Par ailleurs, en matière de coûts, en dépit du montant faramineux des investissements pour les infrastructures, le mont Simandou reste le « projet africain phare de Rio Tinto », selon Alan Davies. Il tiendrait la comparaison avec les plus grandes exploitations de l’Ouest australien. D’après le groupe, « le projet devrait être positionné parmi les 25 % les moins chers de la filière ferreuse, ce qui le rendra compétitif tout au long du cycle de production ».
Reste que, avec le décalage probable – de trois à quatre ans – de l’entrée en exploitation de la mine, les autres projets, plus petits, qui lui sont liés sur le plan des infrastructures, devront aussi attendre. Cela devrait être le cas de celui de Kalia, en Guinée également, mené par l’australien Bellzone.

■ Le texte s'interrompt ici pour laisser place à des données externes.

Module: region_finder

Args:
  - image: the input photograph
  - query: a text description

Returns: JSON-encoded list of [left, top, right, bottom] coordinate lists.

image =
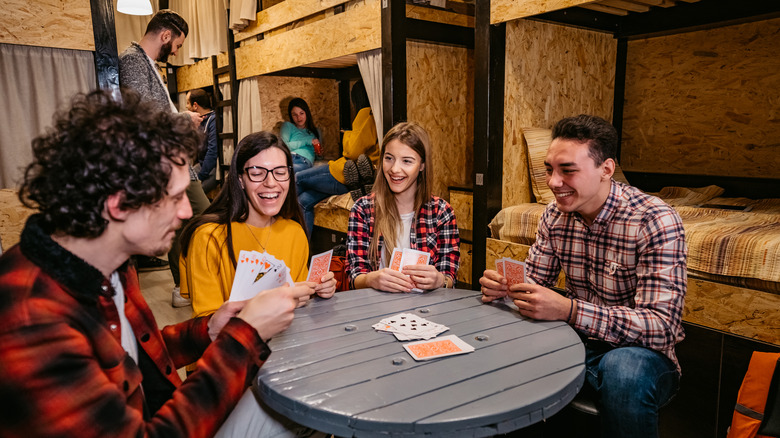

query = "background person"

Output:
[[180, 131, 336, 316], [479, 115, 687, 437], [347, 122, 460, 292], [0, 91, 311, 438], [295, 81, 379, 237], [119, 9, 209, 307], [280, 97, 321, 175]]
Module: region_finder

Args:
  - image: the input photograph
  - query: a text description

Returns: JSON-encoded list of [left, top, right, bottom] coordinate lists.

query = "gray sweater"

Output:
[[119, 41, 171, 112]]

Son minerai devait emprunter la même voie ferrée que celui du Simandou, dont la construction est supervisée par Rio Tinto.
De même, d’autres grands projets de fer en Afrique de l’Ouest (voir carte) pourraient connaître un ralentissement : celui du gisement de fer de Mbalam-Nabeba par Sundance, à la frontière entre le Cameroun et le Congo, et celui de Belinga, pour lequel les autorités gabonaises espèrent trouver un partenaire sérieux en 2015.